Speaking of lethal, here's a vodka I can get behind:
The brand probably started out as moonshine. A clear, potent drink developed in 1906 by a family called Sigurdsson, the spirit got its moniker from the local Icelandic, “Svarta Daudi,” or “Black Death.” One surmises this name must be the outcome of the pre-distinguish “describe” phase. For the next 80 years, Black Death would stay largely out of the spotlight.Yeah, there's truth in advertising! It's made from beets and its cheap, this is a real man's vodka.
And speaking of real man's drinks, here's a decent cosmo for you:
1 stainless steel cocktail shaker
1 stainless steel cocktail strainer
1 pint glass
1 8 ounce tumbler or cocktail glass (pro tip! real drunks don't mess with stemware, it breaks)
2 ounces of Smirnoff
1 ounce of Grand Marnier orange liquore
1/2 ounce premium, organic cranberry juice
2 teaspoons of home made lime syrup (recipe follows)

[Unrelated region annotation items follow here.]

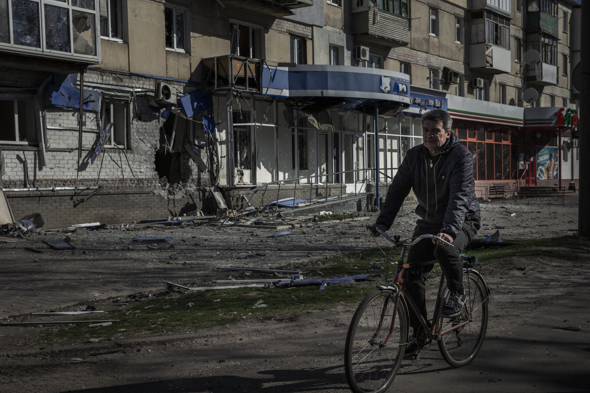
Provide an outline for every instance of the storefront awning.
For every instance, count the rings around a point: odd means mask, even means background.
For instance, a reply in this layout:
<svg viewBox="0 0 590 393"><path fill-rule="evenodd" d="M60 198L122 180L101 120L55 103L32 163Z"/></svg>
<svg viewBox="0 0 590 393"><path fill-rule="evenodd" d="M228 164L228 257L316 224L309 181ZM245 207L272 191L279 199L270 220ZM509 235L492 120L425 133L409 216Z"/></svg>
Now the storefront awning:
<svg viewBox="0 0 590 393"><path fill-rule="evenodd" d="M409 76L352 66L297 65L262 67L266 96L312 99L318 106L356 110L374 106L389 109L410 104Z"/></svg>

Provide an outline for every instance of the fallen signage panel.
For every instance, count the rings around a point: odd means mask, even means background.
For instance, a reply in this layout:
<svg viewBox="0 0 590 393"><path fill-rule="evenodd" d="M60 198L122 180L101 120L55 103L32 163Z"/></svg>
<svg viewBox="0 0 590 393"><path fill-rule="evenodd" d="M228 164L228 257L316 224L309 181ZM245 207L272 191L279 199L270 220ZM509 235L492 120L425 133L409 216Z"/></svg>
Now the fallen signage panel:
<svg viewBox="0 0 590 393"><path fill-rule="evenodd" d="M75 247L64 239L43 239L43 243L55 250L74 250L76 248Z"/></svg>
<svg viewBox="0 0 590 393"><path fill-rule="evenodd" d="M133 241L170 241L171 237L136 237Z"/></svg>
<svg viewBox="0 0 590 393"><path fill-rule="evenodd" d="M5 322L0 323L0 326L36 326L44 325L63 325L64 323L104 323L106 322L118 322L119 319L107 320L51 320L45 322Z"/></svg>
<svg viewBox="0 0 590 393"><path fill-rule="evenodd" d="M236 270L238 271L260 271L261 273L284 273L291 274L300 274L301 272L299 270L277 270L276 269L257 269L254 267L236 267L235 266L216 266L216 269L221 270Z"/></svg>

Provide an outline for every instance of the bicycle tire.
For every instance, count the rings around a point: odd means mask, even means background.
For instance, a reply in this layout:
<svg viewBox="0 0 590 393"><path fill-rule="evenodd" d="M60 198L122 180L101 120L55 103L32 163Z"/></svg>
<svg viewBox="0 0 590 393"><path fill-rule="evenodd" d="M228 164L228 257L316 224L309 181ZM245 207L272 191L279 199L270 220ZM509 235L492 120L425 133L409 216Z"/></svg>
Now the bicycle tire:
<svg viewBox="0 0 590 393"><path fill-rule="evenodd" d="M464 326L442 335L438 349L445 361L453 367L463 367L473 361L483 345L487 329L488 291L483 279L468 270L463 272L463 287L467 295L461 314L453 318L439 320L440 331L444 332L461 322ZM447 290L444 299L448 298Z"/></svg>
<svg viewBox="0 0 590 393"><path fill-rule="evenodd" d="M394 324L391 338L383 345L391 328L395 299L390 289L371 292L359 304L350 321L345 348L345 369L348 384L355 393L384 392L399 369L408 345L408 330L407 307L401 294L396 297L395 319L399 323ZM379 326L382 313L384 317ZM363 355L360 359L359 354Z"/></svg>

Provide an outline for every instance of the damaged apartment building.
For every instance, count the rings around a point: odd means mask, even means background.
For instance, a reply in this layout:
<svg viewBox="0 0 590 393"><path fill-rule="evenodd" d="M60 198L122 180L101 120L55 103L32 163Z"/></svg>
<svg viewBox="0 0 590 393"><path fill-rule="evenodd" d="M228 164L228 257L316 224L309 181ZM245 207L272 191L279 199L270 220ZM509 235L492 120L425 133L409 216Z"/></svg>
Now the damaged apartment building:
<svg viewBox="0 0 590 393"><path fill-rule="evenodd" d="M577 0L0 0L0 186L15 217L54 227L214 211L212 187L230 208L263 185L250 203L267 190L382 197L422 143L421 114L441 108L480 190L570 177L575 188L579 11Z"/></svg>
<svg viewBox="0 0 590 393"><path fill-rule="evenodd" d="M1 185L15 217L123 222L210 208L212 186L362 182L366 114L408 106L409 81L350 66L342 8L326 8L0 1Z"/></svg>

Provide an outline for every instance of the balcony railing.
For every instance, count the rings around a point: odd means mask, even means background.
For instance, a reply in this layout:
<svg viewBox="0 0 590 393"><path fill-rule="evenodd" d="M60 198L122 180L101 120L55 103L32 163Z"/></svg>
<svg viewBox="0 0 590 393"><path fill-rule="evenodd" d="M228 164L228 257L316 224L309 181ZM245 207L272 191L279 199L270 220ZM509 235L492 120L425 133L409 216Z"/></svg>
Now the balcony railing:
<svg viewBox="0 0 590 393"><path fill-rule="evenodd" d="M507 49L486 43L469 45L470 68L503 74L510 72L512 64Z"/></svg>
<svg viewBox="0 0 590 393"><path fill-rule="evenodd" d="M352 34L389 47L409 43L409 20L391 12L365 7L352 13Z"/></svg>
<svg viewBox="0 0 590 393"><path fill-rule="evenodd" d="M526 66L527 81L540 86L557 84L557 66L537 63Z"/></svg>
<svg viewBox="0 0 590 393"><path fill-rule="evenodd" d="M237 55L204 58L203 90L232 87L260 91L261 66L263 60Z"/></svg>
<svg viewBox="0 0 590 393"><path fill-rule="evenodd" d="M317 1L317 0L316 0ZM313 0L221 0L225 6L231 6L254 11L273 17L293 15L293 9L313 5Z"/></svg>
<svg viewBox="0 0 590 393"><path fill-rule="evenodd" d="M557 37L559 33L559 21L557 18L547 12L527 12L526 30L543 31Z"/></svg>

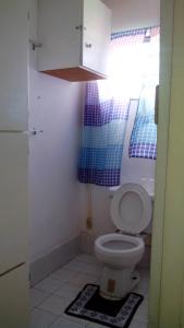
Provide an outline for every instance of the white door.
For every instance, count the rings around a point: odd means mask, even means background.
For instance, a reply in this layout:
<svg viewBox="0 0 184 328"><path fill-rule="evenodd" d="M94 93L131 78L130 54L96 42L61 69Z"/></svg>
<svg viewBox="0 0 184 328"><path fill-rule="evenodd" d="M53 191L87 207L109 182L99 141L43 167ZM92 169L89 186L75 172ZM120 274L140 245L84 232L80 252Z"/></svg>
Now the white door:
<svg viewBox="0 0 184 328"><path fill-rule="evenodd" d="M0 274L27 259L27 143L0 132Z"/></svg>
<svg viewBox="0 0 184 328"><path fill-rule="evenodd" d="M28 328L28 279L24 265L0 277L0 327Z"/></svg>
<svg viewBox="0 0 184 328"><path fill-rule="evenodd" d="M0 130L27 130L27 1L0 1Z"/></svg>
<svg viewBox="0 0 184 328"><path fill-rule="evenodd" d="M107 74L111 11L99 0L84 0L83 66Z"/></svg>

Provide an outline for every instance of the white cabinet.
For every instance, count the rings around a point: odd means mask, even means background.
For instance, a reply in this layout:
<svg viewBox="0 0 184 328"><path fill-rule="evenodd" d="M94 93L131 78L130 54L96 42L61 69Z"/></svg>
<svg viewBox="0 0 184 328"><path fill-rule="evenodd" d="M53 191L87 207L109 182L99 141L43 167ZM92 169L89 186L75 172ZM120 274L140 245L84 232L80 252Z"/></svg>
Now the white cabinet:
<svg viewBox="0 0 184 328"><path fill-rule="evenodd" d="M105 79L111 11L100 0L39 0L38 70L69 81Z"/></svg>
<svg viewBox="0 0 184 328"><path fill-rule="evenodd" d="M0 276L0 327L28 328L28 270L23 265Z"/></svg>

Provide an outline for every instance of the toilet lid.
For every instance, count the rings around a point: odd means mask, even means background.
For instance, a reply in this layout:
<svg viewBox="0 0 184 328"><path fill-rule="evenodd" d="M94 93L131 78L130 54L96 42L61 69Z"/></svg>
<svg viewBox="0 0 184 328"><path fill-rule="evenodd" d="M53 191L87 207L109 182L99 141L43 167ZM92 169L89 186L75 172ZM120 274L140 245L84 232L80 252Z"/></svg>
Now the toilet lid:
<svg viewBox="0 0 184 328"><path fill-rule="evenodd" d="M111 201L111 218L119 230L138 234L151 221L151 199L147 191L136 184L124 184Z"/></svg>

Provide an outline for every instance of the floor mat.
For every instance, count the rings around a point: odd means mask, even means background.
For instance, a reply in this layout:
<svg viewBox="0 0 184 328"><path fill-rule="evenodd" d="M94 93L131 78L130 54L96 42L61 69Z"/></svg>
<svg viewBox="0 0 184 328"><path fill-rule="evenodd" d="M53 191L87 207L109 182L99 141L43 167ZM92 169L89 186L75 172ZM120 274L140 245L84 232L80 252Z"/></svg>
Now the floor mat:
<svg viewBox="0 0 184 328"><path fill-rule="evenodd" d="M86 284L65 314L112 328L127 328L144 296L131 293L120 301L100 296L99 285Z"/></svg>

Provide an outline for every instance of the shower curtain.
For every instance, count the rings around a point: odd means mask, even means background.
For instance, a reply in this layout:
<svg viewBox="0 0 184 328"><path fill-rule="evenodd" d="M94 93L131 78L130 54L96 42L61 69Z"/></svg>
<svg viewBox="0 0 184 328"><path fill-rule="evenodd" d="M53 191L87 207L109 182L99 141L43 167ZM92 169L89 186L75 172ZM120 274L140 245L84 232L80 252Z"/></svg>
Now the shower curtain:
<svg viewBox="0 0 184 328"><path fill-rule="evenodd" d="M120 185L130 101L139 98L146 48L157 31L154 27L112 34L110 78L87 83L78 163L81 183Z"/></svg>

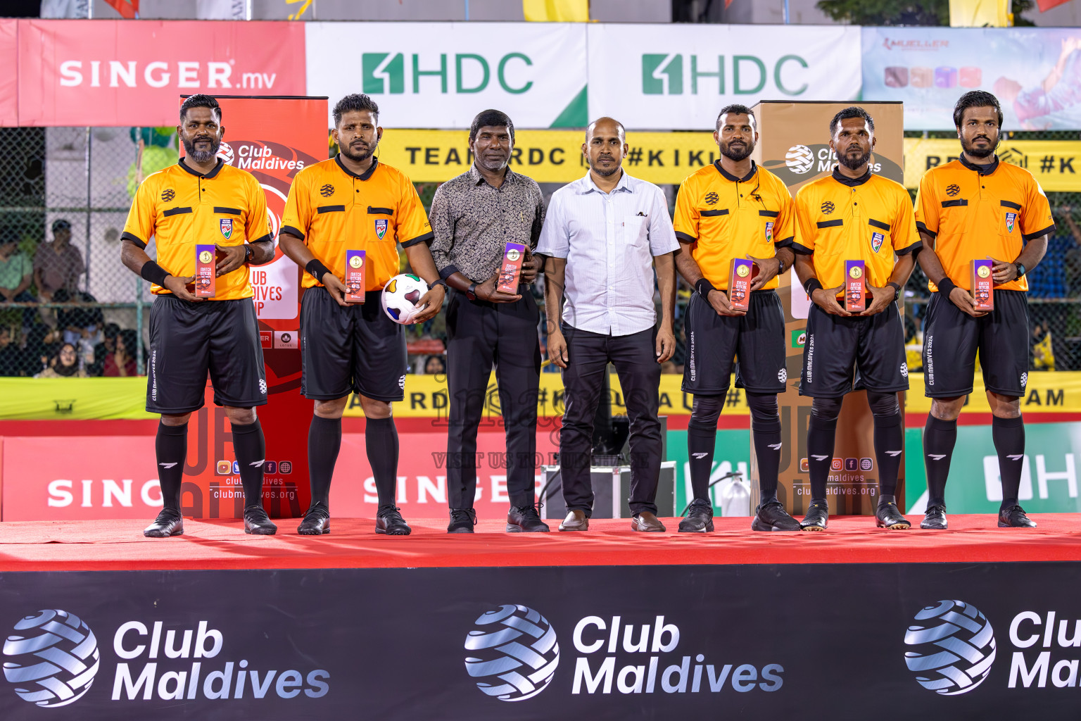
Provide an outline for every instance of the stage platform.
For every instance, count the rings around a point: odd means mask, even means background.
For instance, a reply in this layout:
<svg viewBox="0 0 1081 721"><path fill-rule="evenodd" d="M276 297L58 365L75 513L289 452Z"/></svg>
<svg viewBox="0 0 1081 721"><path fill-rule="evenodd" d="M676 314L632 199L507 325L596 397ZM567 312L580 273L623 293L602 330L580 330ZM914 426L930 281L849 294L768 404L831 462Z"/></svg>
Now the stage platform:
<svg viewBox="0 0 1081 721"><path fill-rule="evenodd" d="M239 521L185 520L185 534L143 537L143 521L0 523L0 571L386 569L792 563L1001 563L1081 561L1081 515L1033 515L1036 529L999 529L995 516L950 516L948 531L875 528L870 517L832 518L820 533L756 533L749 518L717 519L708 534L636 533L627 519L597 519L585 533L506 533L480 521L448 534L443 519L408 519L410 536L375 533L371 519L332 519L330 534L301 536L279 519L276 536ZM149 520L149 519L148 519Z"/></svg>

enough crushed ice to fill the tumbler and pint glass, about a 1 1/4 cup
1/8 of a key lime, cut into a wedge shape
Fill tumbler and pint glass with ice, and top off tumbler with water from the tap.
Pour vodka, Grand Marnier, cranberry juice and lime syrup into pint glass, cover tightly with cocktail shaker and give no more than three vigorous shakes, upend so that the ice and liquor are in the shaker, remove pint glass and dump the ice and water from the tumbler. Strain mixture into tumbler and garnish with lime.
Bring 1 cup of cold (preferably filtered) water to a simmer on the stove over medium heat in a sauce pan, reduce heat to low, add 1/3 cup of table sugar, 1/4 cup of fresh lime juice and two tablespoons of fresh grated lime peel and simmer for 5 to 10 minutes, until the sugar is melted. Strain into a bottle and refrigerate.